Turap Pelabuhan Camat Selatpanjang ‘Memakan Korban’

SELATPANJANG – Ambruknya turap Pelabuhan Camat Selatpanjang memakan korban, robohnya turap kali ini menyebabkan dua orang buruh yang sedang memuat sepeda motor kedalam kapal terjatuh dan tertimpa reruntuhan jembatan turap yang patah.

Dalam keadaan pingsan, buruh tersebut dilarikan ke RSUD Kepulauan Meranti untuk mendapatkan perawatan. Kejadian pada Senin (17/8/2020) sekira pukul 15:00 WIB itu membuat kedua buruh itu mengalami luka di bagian wajahnya, dimana luka yang menganga itu harus dijahit.

Salah seorang korban, Tengku Maulana mengatakan dia bersama teman buruh lainnya sedang mengangkut sepeda motor kedalam motor, dan seketika jatuh dia tidak ingat apa-apa lagi.

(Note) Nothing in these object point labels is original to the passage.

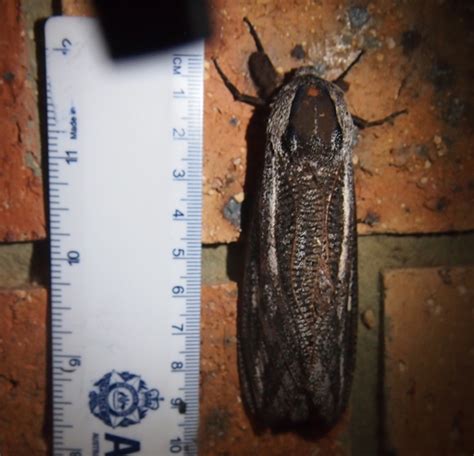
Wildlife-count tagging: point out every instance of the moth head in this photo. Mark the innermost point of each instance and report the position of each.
(313, 130)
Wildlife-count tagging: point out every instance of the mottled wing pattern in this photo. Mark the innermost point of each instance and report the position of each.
(297, 314)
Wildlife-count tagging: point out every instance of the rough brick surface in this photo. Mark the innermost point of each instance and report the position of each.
(224, 426)
(21, 194)
(22, 372)
(77, 7)
(414, 176)
(429, 361)
(411, 177)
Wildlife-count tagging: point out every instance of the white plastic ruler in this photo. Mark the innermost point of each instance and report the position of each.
(125, 159)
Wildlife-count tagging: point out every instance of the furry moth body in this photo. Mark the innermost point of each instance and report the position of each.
(297, 315)
(297, 310)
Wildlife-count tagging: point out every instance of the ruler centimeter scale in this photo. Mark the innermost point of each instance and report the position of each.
(125, 167)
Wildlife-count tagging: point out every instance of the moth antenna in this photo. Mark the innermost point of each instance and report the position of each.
(255, 36)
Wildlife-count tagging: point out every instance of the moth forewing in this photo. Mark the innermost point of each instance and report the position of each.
(294, 357)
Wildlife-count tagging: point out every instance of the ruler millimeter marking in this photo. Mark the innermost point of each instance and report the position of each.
(125, 167)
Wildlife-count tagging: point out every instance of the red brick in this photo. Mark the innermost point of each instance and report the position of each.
(407, 180)
(21, 192)
(429, 356)
(23, 372)
(411, 177)
(77, 7)
(224, 426)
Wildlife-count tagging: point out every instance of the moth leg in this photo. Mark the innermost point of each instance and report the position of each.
(362, 123)
(238, 96)
(339, 81)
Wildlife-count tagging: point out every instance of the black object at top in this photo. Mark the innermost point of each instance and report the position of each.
(134, 27)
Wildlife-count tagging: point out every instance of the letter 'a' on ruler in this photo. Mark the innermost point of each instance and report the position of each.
(125, 167)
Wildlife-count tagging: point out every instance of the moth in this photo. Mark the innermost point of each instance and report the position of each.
(297, 316)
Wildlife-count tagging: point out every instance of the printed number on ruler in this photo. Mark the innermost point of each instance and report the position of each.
(125, 166)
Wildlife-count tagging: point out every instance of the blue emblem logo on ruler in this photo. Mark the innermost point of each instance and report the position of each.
(122, 399)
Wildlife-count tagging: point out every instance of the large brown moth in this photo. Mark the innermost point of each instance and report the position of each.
(297, 316)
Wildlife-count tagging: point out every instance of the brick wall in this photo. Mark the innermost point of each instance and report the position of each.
(414, 182)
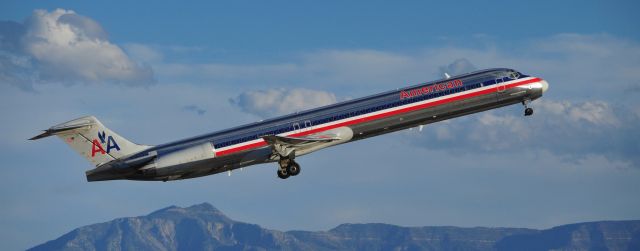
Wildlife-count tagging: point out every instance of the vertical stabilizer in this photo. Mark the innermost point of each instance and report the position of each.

“Waktu itu memang sedang mengangkut motor, setelah itu jatuh dan saya tak ingat apa-apa lagi, karena saya sudah berada di tempat tidur rumah sakit,” kata Maulana, Kamis (20/8/2020).

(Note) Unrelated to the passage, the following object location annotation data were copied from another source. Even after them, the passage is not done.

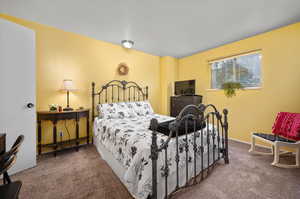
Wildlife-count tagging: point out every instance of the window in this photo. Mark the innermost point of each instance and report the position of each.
(245, 69)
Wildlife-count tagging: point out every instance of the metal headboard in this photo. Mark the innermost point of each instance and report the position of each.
(118, 91)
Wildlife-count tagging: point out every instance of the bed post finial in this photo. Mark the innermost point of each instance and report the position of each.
(146, 92)
(154, 156)
(93, 101)
(226, 158)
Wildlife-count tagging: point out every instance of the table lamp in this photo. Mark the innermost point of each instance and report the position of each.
(68, 86)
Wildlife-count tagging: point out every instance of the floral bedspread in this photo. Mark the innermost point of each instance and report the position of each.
(129, 140)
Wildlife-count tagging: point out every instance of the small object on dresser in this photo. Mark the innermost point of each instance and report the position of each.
(52, 107)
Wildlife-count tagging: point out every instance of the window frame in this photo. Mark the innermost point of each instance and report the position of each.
(210, 62)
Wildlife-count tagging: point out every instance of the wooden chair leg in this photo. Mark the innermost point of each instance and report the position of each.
(6, 178)
(252, 148)
(276, 154)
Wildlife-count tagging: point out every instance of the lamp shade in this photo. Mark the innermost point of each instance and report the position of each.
(68, 85)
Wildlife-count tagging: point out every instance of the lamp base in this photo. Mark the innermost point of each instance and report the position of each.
(68, 109)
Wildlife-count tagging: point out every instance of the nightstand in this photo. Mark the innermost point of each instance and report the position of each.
(54, 117)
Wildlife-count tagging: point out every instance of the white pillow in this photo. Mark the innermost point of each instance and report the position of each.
(143, 108)
(130, 109)
(115, 111)
(107, 111)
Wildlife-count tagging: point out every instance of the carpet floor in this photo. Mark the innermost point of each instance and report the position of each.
(84, 174)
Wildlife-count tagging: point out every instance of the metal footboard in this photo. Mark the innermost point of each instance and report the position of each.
(217, 132)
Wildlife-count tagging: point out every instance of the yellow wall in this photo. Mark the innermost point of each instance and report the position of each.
(169, 73)
(63, 55)
(254, 110)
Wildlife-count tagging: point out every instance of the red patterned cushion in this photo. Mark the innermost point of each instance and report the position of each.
(287, 125)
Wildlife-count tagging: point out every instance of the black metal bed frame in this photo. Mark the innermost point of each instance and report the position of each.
(207, 114)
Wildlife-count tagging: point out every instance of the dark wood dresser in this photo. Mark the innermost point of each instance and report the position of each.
(179, 102)
(54, 117)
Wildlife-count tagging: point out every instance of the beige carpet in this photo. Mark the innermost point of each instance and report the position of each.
(84, 174)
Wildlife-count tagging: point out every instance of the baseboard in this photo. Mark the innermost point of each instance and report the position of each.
(249, 143)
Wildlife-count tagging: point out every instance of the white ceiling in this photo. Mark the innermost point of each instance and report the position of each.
(160, 27)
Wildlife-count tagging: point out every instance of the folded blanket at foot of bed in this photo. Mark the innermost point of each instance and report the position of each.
(191, 125)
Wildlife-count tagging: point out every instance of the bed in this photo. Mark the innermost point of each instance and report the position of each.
(152, 164)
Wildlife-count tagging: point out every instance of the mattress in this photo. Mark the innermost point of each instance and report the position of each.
(125, 145)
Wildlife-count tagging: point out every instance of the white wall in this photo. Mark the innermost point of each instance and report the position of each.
(17, 88)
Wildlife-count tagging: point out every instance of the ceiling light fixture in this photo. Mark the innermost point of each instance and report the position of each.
(127, 43)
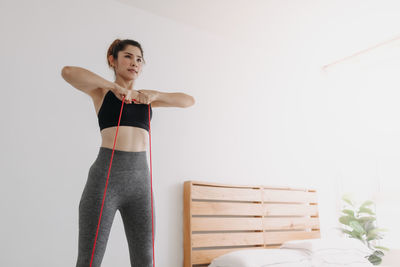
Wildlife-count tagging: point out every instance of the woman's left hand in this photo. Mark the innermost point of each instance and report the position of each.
(146, 96)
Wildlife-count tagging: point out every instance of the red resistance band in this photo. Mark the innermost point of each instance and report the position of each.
(105, 190)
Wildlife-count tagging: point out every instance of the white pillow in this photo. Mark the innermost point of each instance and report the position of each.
(330, 244)
(262, 257)
(334, 250)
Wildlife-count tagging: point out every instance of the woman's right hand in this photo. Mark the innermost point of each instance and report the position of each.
(120, 92)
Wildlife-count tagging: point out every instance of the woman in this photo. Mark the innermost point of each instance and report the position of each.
(129, 187)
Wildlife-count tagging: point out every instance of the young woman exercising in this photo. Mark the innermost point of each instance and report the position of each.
(129, 188)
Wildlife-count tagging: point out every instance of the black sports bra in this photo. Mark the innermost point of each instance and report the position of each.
(132, 114)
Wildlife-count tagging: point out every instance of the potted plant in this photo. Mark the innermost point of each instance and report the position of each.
(359, 222)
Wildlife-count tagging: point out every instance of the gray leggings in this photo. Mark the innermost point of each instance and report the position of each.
(128, 191)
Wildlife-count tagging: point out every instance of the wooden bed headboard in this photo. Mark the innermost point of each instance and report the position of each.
(220, 218)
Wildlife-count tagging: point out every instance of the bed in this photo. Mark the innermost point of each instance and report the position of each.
(240, 221)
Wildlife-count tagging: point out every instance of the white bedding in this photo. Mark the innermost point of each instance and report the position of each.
(329, 252)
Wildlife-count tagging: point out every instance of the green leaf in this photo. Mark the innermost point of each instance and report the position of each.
(357, 227)
(381, 247)
(345, 220)
(366, 219)
(349, 212)
(366, 210)
(375, 260)
(367, 203)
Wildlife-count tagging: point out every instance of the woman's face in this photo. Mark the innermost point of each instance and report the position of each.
(129, 63)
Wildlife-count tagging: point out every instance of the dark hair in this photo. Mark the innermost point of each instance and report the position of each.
(120, 45)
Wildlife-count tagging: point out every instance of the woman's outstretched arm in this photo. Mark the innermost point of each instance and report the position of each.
(173, 100)
(84, 80)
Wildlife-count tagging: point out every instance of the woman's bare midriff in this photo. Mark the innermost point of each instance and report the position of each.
(129, 138)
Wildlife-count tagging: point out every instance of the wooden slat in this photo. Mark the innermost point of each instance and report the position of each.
(221, 208)
(271, 195)
(252, 209)
(226, 224)
(222, 193)
(227, 239)
(247, 224)
(290, 210)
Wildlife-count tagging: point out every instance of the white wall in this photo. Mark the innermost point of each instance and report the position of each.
(265, 113)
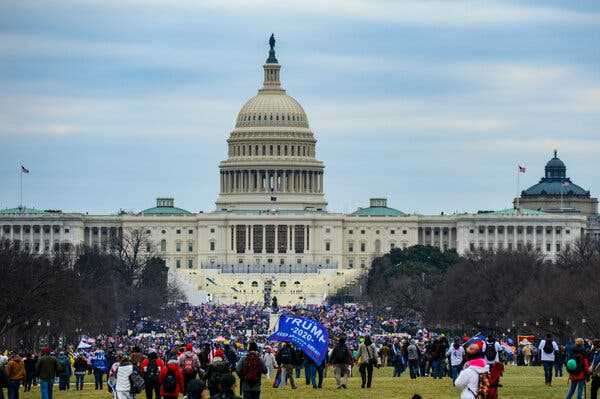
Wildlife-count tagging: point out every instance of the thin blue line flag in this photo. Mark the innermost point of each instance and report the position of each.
(307, 334)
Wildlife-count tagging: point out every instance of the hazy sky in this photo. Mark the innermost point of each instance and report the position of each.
(111, 103)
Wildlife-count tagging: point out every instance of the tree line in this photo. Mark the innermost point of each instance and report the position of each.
(86, 291)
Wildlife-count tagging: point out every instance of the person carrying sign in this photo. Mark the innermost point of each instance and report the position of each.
(285, 358)
(341, 360)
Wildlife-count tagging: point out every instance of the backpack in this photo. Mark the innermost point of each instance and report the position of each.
(188, 365)
(137, 382)
(483, 386)
(490, 351)
(151, 374)
(286, 356)
(63, 365)
(339, 355)
(579, 365)
(170, 382)
(251, 369)
(548, 347)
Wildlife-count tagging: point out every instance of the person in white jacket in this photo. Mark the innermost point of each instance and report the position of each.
(468, 379)
(123, 386)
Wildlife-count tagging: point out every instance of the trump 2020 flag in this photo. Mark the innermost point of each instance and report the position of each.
(307, 334)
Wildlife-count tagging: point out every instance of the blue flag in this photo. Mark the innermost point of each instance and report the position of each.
(307, 334)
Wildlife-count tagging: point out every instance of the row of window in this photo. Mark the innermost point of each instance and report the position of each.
(404, 232)
(520, 229)
(557, 246)
(36, 229)
(273, 150)
(265, 117)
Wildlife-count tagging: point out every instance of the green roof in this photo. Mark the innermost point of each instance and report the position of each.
(20, 211)
(513, 212)
(164, 211)
(377, 211)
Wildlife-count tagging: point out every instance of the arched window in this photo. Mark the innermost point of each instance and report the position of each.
(377, 246)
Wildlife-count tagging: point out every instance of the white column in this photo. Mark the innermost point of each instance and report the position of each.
(51, 238)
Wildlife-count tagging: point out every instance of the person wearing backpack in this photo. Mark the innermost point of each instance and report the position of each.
(548, 349)
(595, 369)
(250, 369)
(492, 349)
(341, 360)
(150, 369)
(285, 359)
(171, 380)
(189, 364)
(122, 381)
(368, 358)
(64, 372)
(578, 367)
(473, 380)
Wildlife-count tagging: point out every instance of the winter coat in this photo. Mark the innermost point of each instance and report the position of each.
(174, 369)
(468, 379)
(246, 386)
(123, 373)
(46, 367)
(15, 369)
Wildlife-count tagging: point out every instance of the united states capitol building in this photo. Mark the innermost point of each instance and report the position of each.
(271, 228)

Robohnya jembatan panjang yang dibangun pada zaman Bengkalis itu, disinyalir karena tidak sesuai dengan peruntukannya. Karena turap itu dialihfungsikan penggunaannya menjadi tempat sandaran kapal dan aktifitas bongkar muat barang.

Sementara itu, sebelumnya Kepala Dinas Perhubungan Kepulauan Meranti, Dr H Aready mengatakan sejak roboh yang ketiga kalinya pada Juli 2019 pihaknya sudah menutup akses dan operasional di Pelabuhan tersebut namun seiring waktu, pelabuhan itu kembali digunakan lagi untuk bongkar muat barang.

“Kita sudah melakukan rapat bersama KSOP, pihak kepolisian, operator kapal dan pihak terkait lainnya semua sepakat untuk menutup akses dan operasional di Turap Pelabuhan Camat itu. Kita sudah beberapa kali menghimbau dan melarang aktifitas disana,” kata Arready.

Dikatakan, berdasarkan pengamatan pihaknya bahwa kontruksi turap tersebut sudah tidak layak dan tidak aman untuk dijadikan sebagai tempat bongkar muat, sehingga tempat bongkar muat barang dialihkan ke tempat lain.

“Berdasarkan hasil evaluasi visual kita kontruksinya memang sudah tidak layak lagi dan dikhawatirkan roboh dan bisa menyebabkan korban jiwa. Waktu itu memang kita arahkan bongkar muat ke pelabuhan lain seperti Pelindo, Polairud, Posal dan pelabuhan Perikanan.Tetapi didalam prakteknya tidak bisa tertampung juga, sementara kebutuhan pokok kita kan sangat banyak, suplai logistik kita dari situ jadi mau tak mau kita pakai juga,” ungkap Aready.

Untuk alternatif lainnya, Pemkab Kepulauan Meranti melalui Dinas Perhubungan juga telah menggesa KSOP untuk menyegerakan pembangunan pelabuhan di Dorak.